What a bunch of egoistic baloney. At least in my crystal clear sober state, I can see that now. Even if I would rather not see it. Even if seeing myself is sometimes seriously off putting. At least I know what I’m dealing with on the reality front.
What I struggle with is the fear of being exactly where I am, exactly as I am, and not faking otherwise, not pushing the proverbial envelope. What I suspect a lot of us become addicted to first is not the substance, it’s the facade, the mask, the false narrative we want others to believe about us, about the stories we tell about our lives. That’s where the sickness hides - inside all the expectations of who and what we are supposed to be, do, and achieve, and what we are willing to lie about (even to ourselves, especially to ourselves) to pretend we’ve got it all figured out.
That’s what makes the sickness hard to see. It’s hiding in plain sight on all our flowery self-improvement memes. What we crave is to get out of our messy needy gross honest selves and into a more cleaned up, presentable, pretty plastic version. And fast, please! Hurry up. Get this over with. Feel better now. If it hurts, cut it off. Alcohol numbs us but we want to be numb because otherwise the only way to get to the other side of the pain of being our basic complicated unsophisticated selves is to be with the pain for as long as it takes to stumble through it. No shortcuts. No bullshit. It is really fucking hard. But it is the only way to heal.

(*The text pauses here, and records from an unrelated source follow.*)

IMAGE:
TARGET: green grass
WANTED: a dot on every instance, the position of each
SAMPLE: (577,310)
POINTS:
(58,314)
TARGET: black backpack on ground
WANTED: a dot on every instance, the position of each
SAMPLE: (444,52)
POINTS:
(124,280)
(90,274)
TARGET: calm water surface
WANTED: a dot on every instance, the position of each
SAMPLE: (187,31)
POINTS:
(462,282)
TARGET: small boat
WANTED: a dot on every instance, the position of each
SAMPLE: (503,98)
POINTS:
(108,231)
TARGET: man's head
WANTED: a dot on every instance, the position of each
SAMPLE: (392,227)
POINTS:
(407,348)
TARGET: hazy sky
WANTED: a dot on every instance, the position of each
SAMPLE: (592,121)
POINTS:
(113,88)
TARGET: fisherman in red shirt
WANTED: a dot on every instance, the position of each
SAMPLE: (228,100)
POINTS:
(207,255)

Yesterday, after a whole year of sober firsts, I was staring down the barrel of the holiday onslaught of emotions we are supposed to feel (jolly mostly, with a bunch of tinsel-tossed wonder thrown in there, too) and all of a sudden I was as fragile and helpless as that baby in a manger they sing about at the heart of this beautiful yet overwhelming season of miraculous light. Shivering. Cold. Tiny. New to all this. Full of a strange and cumbersome need without any way to communicate or ‘fix’ my pain, hunger, wildness, thirst. A small bundle of softly confused nerve endings. Unpredictable. Uncorrupted. Innocent. At almost 11 months into my sobriety, I felt like I was right smack at the beginning again. Flailing. Frightened by the magnitude of my own perplexing existence.

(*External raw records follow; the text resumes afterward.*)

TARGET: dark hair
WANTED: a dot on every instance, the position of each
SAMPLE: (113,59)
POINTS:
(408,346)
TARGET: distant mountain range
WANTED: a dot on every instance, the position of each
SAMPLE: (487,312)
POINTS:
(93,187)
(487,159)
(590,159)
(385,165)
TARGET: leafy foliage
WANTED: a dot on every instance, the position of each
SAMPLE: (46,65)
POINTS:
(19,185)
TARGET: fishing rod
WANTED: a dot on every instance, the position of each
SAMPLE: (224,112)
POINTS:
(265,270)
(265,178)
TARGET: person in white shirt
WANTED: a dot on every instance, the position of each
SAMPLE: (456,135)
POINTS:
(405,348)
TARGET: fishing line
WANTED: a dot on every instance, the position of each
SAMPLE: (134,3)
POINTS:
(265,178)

As we head into the holidays, I am taking my first sober Thanksgiving week really, really slow. I meditate and journal every morning. I walk everyday for one hour. I drink lots of water. Eat when I’m hungry, sleep when I’m tired. Therapy. Lots of crying. Lots of self-forgiveness and focus on peace. On gratitude and quieting the outside and inside noise. I mainly involve myself with activities that can be performed whilst wrapped head to toe in fuzzy blankets. As you can imagine, these activities are few.

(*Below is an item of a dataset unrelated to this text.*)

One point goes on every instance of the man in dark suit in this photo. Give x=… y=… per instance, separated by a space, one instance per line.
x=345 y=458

Even as I type this I can hear a voice in my head telling me how pathetic this must sound. That I am a grown ass woman not a fragile baby, even if the truth is that being grown can sometimes feel as fragile as being born, when you are new. But I know where that cruel voice comes from now. It comes from the same exact place inside of me that wants nothing more than to see my addiction come raging back to life. Funny how fighting like hell for your own little life can look an awful lot like sitting in front of a fire not saying or doing or changing or fixing or decorating one goddamn thing.